36 Copyright © Acronis, Inc., 2000-2011
3.5.2 Backup and recovery of logical volumes and MD devices
(Linux)
This section explains how you would back up and recover volumes managed by Linux Logical Volume
Manager (LVM), called logical volumes; and multiple-disk (MD) devices, called Linux Software RAID.
To learn more about LVM please visit http://tldp.org/HOWTO/LVM-HOWTO/ or
http://www.centos.org/docs/5/html/5.1/Deployment_Guide/ch-lvm.html.
3.5.2.1 Backing up logical volumes
Acronis Backup & Recovery 11 Agent for Linux can access, back up and recover logical volumes when
running in Linux with 2.6.x kernel or a Linux-based bootable media.
Backup
In Acronis Backup & Recovery 11 GUI, logical volumes appear under Dynamic volumes at the end of
the list of volumes available for backup. If you select logical volumes for backup, the logical volume
structure will be saved to the backup along with the volume contents.
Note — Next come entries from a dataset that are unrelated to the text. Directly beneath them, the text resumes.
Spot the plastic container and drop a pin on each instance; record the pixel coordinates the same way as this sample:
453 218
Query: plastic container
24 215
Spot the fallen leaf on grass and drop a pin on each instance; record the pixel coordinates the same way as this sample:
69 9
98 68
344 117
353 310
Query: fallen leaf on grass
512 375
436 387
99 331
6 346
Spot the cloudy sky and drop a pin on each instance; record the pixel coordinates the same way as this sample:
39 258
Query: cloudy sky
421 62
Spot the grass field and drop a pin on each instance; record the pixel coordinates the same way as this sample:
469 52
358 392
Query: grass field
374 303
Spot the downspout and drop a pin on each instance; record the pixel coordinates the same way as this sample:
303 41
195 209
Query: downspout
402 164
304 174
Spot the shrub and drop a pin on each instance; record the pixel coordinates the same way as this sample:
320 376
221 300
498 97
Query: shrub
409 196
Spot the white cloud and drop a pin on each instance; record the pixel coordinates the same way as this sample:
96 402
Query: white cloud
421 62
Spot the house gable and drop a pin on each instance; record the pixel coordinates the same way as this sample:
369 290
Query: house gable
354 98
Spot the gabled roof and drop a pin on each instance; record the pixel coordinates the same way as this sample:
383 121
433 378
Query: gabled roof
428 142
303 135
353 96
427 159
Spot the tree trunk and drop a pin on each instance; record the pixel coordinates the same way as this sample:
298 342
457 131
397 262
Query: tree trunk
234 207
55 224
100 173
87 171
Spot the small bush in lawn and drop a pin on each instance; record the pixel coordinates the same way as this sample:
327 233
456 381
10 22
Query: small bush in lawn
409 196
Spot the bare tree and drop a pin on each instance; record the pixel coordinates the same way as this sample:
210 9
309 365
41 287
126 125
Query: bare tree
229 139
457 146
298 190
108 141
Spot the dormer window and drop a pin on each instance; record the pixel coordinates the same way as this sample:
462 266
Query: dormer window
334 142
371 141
This structure can be
automatically recreated when you recover these volumes under a Linux-based bootable media.
To back up all available disks, specify all logical volumes plus basic volumes not belonging to them.
This is the default choice when you open the Create backup plan page.
Basic volumes included in logical volumes are shown in the list with None in the File system column.
If you select such volumes, the program will back them up sector-by-sector. Normally this it is not
required.
Recovery
When recovering logical volumes, you have two options:
Recovering volume contents only. The type or other properties of the target volume will not
change.
This option is available both in the operating system and under bootable media.
This option is useful in the following cases:
When some data on the volume was lost, but no hard disks were replaced.
When recovering a logical volume over a basic disk or volume. You can resize the resulting
volume in this case.
A system, recovered from a logical volume backup to a basic disk, cannot boot because its kernel tries
to mount the root file system at the logical volume. To boot the system, change the loader
configuration and /etc/fstab so that LVM is not used and reactivate your boot loader (p. 147).
When recovering a basic or logical volume to a previously created logical volume. Such is the
case when you create the structure of logical volumes manually (p. 38) by using the lvm
utility.
Recovering both the structure of logical volumes and their contents.
Such is the case when recovering on bare metal or on a machine with different volume structure.
The structure of logical volumes can be automatically created at the time of recovery (p. 38).
This option is available only under bootable media.